Our findings concerning any correlation between vitamin D3 and OPG were unexpected. Production of OPG may in fact be increased or decreased by vitamin D.[22-24] In our hemodiafiltration subjects, we found no correlation between these two parameters. We therefore assumed that the reliability of this parameter might enhance if a RANKL/OPG ratio was used to identify any relationship between vitamin D3 and this cytokine system. Moreover we ascertained whether combinations of OPG and PTH segregate particular groups of patients, enabling us to identify any differences in bone mineral density and QUS parameters across groups. The group with iPTH > 150 ng/L and OPG > 14 pmol/L had lower IGF-1 and trabecular bone mineral density than did the group with iPTH > 150 ng/L and OPG < 14 pmol/L. The OPG determination therefore may be used in patients with PTH > 150 ng/L to identify higher trabecular bone loss.

The group with OPG < 14 pmol/L and iPTH < 150 ng/L had a lower B-ALP, BGP, and ultrasound bone profile index (UBPI) than did the OPG < 14 pmol/L and iPTH > 100 ng/L group. Consequently, in patients with OPG < 14 pmol/L, PTH determination might be used to identify those with a poorer bone quality and bone turnover. It has, in fact, been shown that PTH stimulates not only bone reabsorption but also bone mineralization by increasing the number of osteoblasts, and that lower iPTH levels are associated with a lower mineralization rate;[25&26] it may be possible to diagnose the latter phenomenon, by means of UBPI.

However, it has been shown that AD-SOS and UPBS values are lower in hemodialysis patients with a high bone turnover than in those with a low bone turnover.[27] We, therefore, assumed that UBPI might be helpful in identifying hemodialysis patients with adynamic bone disease, with a diminished load-bearing bone capacity, therefore, at a major risk of fracture. In fact UBPI values are increased in ROD type I and II, but not in type III, patients.[28] On the other hand, it has been shown that ultrasound scanning of the phalanxes allows primary hyperparathyroidism and osteomalacia to be distinguished from osteoporosis.[29&30] However, BMD and heel ultrasound measurements are poor predictors of bone turnover and fracture risk in hemodialysis patients: one study on 104 patients in hemodialysis for at least 1 year showed that neither hip and lumbar spine DXA nor calcaneal ultrasound were predictive of fracture history.[31]

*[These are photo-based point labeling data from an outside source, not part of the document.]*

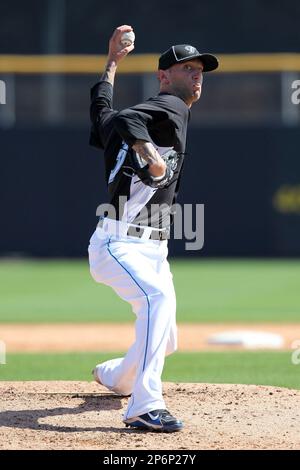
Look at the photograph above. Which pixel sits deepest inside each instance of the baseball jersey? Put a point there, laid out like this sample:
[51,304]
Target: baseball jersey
[161,120]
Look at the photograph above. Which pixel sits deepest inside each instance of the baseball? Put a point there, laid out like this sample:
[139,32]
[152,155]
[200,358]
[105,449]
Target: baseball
[127,38]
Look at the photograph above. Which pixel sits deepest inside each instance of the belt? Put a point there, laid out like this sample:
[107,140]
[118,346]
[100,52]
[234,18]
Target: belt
[121,229]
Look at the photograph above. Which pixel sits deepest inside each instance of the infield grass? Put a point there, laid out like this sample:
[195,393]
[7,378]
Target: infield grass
[207,291]
[265,368]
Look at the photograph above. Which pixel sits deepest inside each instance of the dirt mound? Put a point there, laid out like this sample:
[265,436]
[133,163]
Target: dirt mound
[82,415]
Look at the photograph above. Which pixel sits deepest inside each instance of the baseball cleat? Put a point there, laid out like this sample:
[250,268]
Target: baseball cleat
[156,420]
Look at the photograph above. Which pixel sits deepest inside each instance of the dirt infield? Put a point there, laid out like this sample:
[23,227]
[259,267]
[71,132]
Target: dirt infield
[82,415]
[114,337]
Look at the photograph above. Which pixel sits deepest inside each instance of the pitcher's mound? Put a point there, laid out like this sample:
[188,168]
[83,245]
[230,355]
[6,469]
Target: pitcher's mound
[82,415]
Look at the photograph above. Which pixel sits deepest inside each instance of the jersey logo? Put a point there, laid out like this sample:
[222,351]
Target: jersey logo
[119,162]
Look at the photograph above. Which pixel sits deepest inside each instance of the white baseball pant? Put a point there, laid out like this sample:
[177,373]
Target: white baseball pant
[138,271]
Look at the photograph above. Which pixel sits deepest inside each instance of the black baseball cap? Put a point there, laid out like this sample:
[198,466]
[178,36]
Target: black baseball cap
[184,52]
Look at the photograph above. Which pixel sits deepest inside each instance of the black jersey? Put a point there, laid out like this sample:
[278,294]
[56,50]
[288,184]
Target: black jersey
[161,120]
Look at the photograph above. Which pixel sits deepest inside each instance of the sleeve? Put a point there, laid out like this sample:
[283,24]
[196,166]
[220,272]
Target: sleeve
[143,121]
[101,113]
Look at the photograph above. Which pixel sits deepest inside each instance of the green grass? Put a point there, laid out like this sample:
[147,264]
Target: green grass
[207,291]
[265,368]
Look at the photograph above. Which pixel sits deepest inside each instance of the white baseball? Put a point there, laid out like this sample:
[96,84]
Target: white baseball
[127,38]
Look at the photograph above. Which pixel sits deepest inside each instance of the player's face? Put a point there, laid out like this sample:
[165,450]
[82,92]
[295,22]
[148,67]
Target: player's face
[186,80]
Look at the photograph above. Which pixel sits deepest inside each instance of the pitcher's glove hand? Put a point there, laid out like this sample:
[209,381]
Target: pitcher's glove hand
[139,167]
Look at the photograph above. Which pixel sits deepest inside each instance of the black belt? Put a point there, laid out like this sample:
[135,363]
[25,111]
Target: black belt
[155,234]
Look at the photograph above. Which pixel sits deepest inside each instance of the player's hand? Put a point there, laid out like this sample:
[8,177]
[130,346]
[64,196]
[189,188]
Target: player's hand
[116,51]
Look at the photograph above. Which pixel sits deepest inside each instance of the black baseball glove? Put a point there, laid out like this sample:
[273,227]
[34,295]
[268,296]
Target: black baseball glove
[139,167]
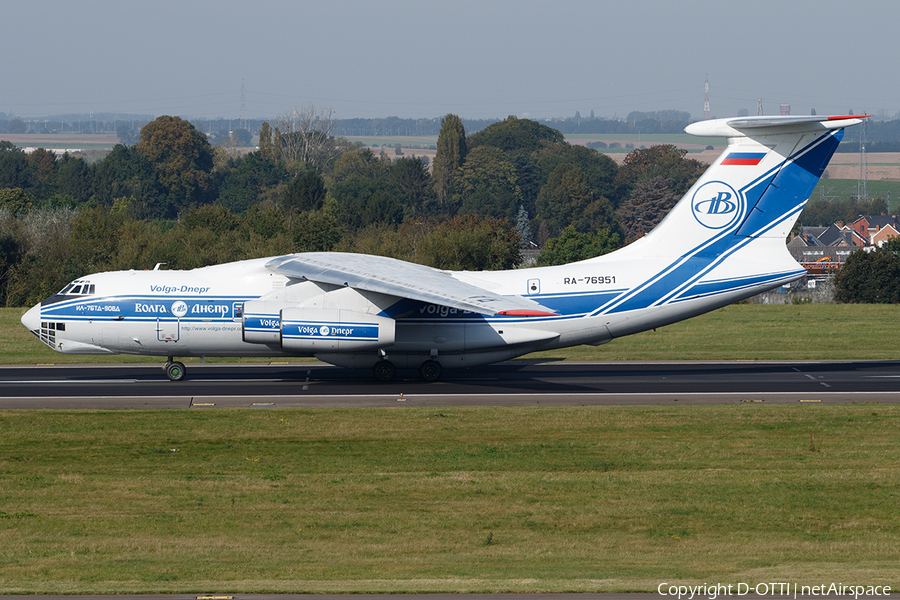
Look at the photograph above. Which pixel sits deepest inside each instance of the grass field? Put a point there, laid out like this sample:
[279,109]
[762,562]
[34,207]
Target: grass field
[447,499]
[844,188]
[737,332]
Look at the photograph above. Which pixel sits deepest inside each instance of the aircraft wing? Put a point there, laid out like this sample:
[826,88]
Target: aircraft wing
[403,280]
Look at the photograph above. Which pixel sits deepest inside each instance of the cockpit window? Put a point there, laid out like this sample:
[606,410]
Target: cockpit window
[78,288]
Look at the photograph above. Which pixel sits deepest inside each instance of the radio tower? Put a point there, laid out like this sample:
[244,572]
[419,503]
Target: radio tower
[243,107]
[706,99]
[862,183]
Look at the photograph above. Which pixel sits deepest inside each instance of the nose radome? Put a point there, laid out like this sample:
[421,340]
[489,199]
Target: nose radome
[32,319]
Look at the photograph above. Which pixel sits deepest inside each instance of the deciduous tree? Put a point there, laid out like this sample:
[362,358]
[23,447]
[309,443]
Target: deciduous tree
[451,153]
[182,158]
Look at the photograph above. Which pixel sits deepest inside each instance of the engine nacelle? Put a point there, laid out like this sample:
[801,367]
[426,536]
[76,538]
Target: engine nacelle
[261,321]
[330,330]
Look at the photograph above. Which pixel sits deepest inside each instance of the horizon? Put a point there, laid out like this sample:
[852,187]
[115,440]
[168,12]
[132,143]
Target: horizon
[226,59]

In the present study, OPG was measured in the peripheral circulation, and it is unclear as to how its extent reflects changes and activity in the bone microenvironment. Moreover, OPG is produced mainly by bone cells but also by a number of other tissue cells.[32] Therefore, serum changes may have been underestimated because nonskeletal sources may have increased background noise. Moreover, the methodology we used for measuring OPG in serum has not yet been fully validated.

However, it may be concluded that the increase in circulating OPG in patients on hemodiafiltration is due either to a decreased renal clearance, such as that demonstrated by Kazama et al., or to the absence of its removal through the hemodialysis membrane.[17] In either case, this occurrence may represent a compensatory response to increased bone loss and, therefore, might be helpful in identifying patients with a major reduction in trabecular bone density. However, currently a correct diagnosis of ROD can be achieved by performing bone biopsy. Further studies are required, therefore, in order to test the efficacy of a combined approach using the noninvasive bone renal disease evaluations now available, such as serological biochemical bone markers, DXA, and QUS parameters.